Johnson's victory in Alaska is the first and only time a Democrat has carried the state, which came amidst a landslide victory in the rest of the country (except for the Deep South and Goldwater's home state of Arizona), and partially because during its first four presidential elections Alaska was not anomalously Republican relative to the nation at-large. The state would become and remain very strongly Republican from 1972 onwards. This is also the only time a candidate swept every Borough and Census Area in Alaska.

==Results==

1964 United States presidential election in Alaska
| Party |  | Candidate | Votes | Percentage | Electoral votes |
|  | Democratic | Lyndon B. Johnson (incumbent) | 44,329 | 65.91% | 3 |
|  | Republican | Barry Goldwater | 22,930 | 34.09% | 0 |
| Totals |  |  | 67,259 | 100.00% | 3 |

===Boroughs and Census Areas that flipped from Republican to Democratic===

- Anchorage
- Bethel Census Area
- Haines Borough
- Juneau
- Northwest Arctic Borough
- Nome Census Area
- Matanuska-Susitna Borough
- Southeast Fairbanks Census Area
- Petersburg Borough
- Wrangell
- Ketchikan Gateway Borough

==Analysis==
Despite Johnson's landslide, Alaska came out of the 1964 election as 4.63 percent more Democratic than the nation at large on a two-party basis, and Johnson's 31-point margin is the second-largest by a presidential candidate of either party, only surpassed by Ronald Reagan in his 1984 landslide. This is also the only time any presidential candidate has won every single borough in the state. Had Goldwater won the state, Alaska would have never voted Democratic, and it would constitute the Republicans' longest voting streak up to the present day.
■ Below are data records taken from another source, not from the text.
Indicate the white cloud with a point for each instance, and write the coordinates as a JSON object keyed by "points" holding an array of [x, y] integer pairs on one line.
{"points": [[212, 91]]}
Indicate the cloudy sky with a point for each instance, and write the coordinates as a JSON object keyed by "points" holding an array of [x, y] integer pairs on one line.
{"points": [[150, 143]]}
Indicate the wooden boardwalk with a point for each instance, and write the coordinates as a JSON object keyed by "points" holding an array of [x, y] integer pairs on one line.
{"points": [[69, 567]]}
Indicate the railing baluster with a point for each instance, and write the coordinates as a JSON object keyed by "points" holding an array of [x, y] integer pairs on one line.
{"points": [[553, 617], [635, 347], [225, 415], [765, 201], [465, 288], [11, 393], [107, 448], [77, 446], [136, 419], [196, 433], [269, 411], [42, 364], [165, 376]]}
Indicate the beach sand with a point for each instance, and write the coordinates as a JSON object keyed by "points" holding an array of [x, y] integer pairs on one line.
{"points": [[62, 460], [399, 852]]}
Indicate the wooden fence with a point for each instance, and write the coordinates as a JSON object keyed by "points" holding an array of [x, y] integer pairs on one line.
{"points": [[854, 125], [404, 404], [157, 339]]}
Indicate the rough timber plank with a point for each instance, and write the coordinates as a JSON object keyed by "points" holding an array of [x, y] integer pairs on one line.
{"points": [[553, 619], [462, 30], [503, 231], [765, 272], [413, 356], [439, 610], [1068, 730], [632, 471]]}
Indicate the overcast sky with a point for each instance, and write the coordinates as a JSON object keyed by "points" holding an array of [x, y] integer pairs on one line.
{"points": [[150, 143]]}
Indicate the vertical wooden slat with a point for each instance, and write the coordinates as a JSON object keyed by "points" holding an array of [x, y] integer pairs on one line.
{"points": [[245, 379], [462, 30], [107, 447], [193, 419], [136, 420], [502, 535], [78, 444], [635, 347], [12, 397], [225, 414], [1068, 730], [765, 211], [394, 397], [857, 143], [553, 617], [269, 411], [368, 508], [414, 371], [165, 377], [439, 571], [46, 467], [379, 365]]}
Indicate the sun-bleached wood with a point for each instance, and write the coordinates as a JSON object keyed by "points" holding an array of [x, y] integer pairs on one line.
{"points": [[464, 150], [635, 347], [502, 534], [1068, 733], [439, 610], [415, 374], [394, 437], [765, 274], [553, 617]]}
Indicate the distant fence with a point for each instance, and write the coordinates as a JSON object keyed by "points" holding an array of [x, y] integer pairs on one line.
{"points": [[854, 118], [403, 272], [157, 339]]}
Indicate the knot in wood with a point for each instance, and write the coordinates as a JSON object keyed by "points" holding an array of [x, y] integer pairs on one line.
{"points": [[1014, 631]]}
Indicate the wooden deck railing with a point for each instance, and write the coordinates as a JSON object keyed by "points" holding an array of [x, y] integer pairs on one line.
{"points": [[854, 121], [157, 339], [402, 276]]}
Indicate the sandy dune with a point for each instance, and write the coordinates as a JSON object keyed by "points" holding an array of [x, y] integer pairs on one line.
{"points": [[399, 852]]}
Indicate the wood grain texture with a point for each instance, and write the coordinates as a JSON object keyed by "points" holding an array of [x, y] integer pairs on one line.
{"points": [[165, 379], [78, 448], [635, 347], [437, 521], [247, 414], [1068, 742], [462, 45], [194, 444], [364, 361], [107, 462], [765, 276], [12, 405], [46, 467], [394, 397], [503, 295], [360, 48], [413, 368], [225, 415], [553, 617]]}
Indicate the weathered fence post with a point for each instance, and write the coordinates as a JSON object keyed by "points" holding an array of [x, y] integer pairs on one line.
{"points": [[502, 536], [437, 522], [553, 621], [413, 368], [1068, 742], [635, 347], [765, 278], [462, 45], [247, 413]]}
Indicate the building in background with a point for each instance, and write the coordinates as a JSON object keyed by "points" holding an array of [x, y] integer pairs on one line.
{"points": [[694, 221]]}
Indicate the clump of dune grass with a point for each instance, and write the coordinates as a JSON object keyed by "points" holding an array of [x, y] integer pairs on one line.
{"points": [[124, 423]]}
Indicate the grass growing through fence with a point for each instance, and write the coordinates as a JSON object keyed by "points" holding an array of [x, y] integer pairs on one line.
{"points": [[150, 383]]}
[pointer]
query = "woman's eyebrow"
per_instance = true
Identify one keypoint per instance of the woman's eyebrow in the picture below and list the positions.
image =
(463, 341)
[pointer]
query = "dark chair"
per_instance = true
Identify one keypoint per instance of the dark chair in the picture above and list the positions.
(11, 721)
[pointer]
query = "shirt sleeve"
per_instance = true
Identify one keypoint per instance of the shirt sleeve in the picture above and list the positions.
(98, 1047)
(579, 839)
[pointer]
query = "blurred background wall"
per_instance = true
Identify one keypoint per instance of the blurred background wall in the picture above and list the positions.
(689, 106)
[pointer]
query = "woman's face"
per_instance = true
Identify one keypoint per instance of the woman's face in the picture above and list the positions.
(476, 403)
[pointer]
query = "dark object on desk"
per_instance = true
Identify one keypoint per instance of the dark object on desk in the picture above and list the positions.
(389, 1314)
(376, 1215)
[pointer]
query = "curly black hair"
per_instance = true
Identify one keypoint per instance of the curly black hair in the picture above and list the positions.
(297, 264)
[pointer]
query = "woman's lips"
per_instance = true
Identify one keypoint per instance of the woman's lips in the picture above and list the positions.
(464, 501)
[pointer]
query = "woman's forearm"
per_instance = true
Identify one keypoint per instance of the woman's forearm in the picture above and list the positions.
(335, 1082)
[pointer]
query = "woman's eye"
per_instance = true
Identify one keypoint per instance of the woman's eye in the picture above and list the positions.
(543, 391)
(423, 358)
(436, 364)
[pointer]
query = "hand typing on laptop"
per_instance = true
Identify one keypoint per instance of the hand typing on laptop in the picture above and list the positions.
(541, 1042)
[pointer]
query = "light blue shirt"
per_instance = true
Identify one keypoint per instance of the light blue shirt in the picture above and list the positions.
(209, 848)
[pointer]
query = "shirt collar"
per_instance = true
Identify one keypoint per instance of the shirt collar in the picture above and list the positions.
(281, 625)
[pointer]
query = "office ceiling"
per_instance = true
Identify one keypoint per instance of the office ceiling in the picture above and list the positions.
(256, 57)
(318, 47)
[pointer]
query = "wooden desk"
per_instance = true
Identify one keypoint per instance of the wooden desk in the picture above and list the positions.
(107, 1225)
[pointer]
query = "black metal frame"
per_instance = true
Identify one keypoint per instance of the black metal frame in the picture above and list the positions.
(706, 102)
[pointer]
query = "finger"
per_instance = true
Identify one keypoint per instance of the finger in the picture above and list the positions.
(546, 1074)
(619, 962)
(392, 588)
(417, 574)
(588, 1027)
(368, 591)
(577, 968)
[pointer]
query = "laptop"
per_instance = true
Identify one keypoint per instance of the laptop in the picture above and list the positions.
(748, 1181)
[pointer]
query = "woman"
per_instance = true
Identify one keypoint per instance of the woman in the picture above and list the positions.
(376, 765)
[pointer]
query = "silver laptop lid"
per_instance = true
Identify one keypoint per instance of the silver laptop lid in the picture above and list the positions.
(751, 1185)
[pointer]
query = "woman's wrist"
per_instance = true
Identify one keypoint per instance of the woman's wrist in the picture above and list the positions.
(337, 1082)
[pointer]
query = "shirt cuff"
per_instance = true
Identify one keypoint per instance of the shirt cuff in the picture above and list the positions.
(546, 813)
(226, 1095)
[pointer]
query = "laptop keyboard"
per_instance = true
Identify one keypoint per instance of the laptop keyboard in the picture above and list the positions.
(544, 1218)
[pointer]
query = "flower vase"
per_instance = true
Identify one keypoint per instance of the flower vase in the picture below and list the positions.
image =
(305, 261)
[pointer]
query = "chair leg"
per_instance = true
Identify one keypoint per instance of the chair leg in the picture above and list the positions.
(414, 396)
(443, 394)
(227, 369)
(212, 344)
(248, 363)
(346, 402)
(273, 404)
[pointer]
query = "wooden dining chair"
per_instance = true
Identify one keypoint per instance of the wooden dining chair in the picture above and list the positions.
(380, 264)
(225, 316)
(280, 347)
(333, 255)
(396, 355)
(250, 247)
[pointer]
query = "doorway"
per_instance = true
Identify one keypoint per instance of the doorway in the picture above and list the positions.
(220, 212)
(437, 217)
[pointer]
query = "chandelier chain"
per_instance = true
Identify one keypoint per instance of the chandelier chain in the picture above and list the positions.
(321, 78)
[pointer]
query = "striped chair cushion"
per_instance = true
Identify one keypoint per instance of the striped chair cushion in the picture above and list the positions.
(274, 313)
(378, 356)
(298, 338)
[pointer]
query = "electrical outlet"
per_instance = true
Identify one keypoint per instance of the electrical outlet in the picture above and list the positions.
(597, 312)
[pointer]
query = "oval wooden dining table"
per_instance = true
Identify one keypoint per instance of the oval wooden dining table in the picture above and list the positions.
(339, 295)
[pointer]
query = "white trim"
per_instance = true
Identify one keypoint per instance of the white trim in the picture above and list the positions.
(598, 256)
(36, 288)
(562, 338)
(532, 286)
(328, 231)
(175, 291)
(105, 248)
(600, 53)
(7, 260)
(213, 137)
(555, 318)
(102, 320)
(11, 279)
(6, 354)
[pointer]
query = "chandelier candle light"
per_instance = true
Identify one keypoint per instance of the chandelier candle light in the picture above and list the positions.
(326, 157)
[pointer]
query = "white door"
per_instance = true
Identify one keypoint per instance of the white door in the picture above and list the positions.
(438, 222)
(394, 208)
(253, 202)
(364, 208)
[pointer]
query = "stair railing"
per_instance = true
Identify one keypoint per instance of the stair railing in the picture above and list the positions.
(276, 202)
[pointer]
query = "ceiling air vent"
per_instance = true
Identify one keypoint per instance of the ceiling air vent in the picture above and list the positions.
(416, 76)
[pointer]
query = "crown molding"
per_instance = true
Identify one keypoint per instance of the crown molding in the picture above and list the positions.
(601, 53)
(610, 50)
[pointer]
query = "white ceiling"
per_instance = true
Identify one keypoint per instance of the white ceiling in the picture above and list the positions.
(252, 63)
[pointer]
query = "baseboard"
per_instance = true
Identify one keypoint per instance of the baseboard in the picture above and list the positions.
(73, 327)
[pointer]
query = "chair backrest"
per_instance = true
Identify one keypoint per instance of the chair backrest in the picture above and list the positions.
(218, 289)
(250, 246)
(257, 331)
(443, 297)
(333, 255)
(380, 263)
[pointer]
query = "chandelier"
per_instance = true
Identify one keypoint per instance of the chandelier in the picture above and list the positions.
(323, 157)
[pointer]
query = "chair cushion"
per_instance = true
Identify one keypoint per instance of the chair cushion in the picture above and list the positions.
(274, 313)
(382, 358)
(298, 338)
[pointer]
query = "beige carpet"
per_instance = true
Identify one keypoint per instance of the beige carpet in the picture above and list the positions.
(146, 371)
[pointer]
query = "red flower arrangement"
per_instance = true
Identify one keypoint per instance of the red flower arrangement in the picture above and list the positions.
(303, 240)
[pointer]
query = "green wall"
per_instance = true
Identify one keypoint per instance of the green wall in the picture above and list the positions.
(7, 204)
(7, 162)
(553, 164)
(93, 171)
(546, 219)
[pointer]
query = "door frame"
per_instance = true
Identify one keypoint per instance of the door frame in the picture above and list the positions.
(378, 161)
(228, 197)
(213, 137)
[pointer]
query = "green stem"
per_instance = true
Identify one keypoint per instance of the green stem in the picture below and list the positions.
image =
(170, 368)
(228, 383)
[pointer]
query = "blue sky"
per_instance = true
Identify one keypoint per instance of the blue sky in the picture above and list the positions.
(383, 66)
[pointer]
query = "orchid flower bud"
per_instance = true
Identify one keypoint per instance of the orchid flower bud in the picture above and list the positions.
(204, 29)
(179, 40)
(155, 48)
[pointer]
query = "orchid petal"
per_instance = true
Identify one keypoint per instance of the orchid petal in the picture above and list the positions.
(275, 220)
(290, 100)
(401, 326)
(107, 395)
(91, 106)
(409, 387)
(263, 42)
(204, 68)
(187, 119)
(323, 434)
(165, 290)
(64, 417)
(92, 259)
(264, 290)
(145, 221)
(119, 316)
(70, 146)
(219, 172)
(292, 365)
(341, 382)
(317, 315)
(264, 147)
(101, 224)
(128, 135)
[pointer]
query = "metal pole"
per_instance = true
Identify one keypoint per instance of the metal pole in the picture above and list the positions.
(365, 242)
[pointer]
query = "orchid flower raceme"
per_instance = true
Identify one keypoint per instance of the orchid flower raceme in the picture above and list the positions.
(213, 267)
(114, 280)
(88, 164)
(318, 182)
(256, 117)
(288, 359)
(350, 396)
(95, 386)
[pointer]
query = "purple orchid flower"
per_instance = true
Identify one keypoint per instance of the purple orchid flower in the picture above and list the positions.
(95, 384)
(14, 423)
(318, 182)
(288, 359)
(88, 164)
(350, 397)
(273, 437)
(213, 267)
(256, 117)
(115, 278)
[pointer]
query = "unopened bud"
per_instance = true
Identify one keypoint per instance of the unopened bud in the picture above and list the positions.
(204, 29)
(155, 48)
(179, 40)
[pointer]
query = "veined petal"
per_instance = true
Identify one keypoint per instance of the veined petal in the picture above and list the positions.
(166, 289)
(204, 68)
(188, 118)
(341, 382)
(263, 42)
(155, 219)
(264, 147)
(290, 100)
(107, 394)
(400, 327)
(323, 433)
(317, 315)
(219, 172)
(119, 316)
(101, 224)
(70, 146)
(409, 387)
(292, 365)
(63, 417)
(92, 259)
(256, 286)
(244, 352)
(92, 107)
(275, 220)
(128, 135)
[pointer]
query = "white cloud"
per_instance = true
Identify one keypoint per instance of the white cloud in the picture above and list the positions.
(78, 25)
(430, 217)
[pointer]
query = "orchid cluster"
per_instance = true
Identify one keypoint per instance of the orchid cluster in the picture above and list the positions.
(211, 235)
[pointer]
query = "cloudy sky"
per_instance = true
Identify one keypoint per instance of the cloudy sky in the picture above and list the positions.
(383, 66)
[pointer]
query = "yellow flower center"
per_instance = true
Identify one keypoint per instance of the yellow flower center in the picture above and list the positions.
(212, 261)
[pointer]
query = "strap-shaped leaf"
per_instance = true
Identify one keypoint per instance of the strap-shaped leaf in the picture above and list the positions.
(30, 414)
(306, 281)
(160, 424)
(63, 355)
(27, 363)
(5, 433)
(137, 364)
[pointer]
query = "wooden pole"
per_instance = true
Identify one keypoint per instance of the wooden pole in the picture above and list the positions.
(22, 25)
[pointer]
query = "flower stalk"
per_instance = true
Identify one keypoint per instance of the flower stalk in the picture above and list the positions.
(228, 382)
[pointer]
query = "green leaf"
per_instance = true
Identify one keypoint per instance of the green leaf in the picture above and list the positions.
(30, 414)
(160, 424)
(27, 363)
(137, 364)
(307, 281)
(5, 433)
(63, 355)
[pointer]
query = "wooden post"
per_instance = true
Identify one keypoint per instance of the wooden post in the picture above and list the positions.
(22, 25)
As of the 2024 presidential election, this is the only time that Matanuska-Susitna, Wrangell, Southeast Fairbanks Census Area, and Ketchikan Gateway voted for a Democratic candidate. The Aleutians East, Bristol Bay, Fairbanks North Star, Kodiak Island, and Denali have also not voted Democratic since. Dillingham and Yukon–Koyukuk Census Areas would not vote for the Democratic candidate again until 1980, Haines Borough would not vote for the Democratic candidate again until 1992, Aleutians West Census Area and Lake and Peninsula Borough would not vote for the Democratic candidate again until 1996, and Anchorage would not vote for the Democratic candidate again until 2020.

Alaska was one of three states that voted with a certain party for the first time in this election, the other two being Vermont (which also had never gone to a Democrat before) and Georgia (which hadn't gone to a Republican before)--though these two had been states for much longer than Alaska, which had only participated in one previous presidential contest, and broke a streak lasting more than a century.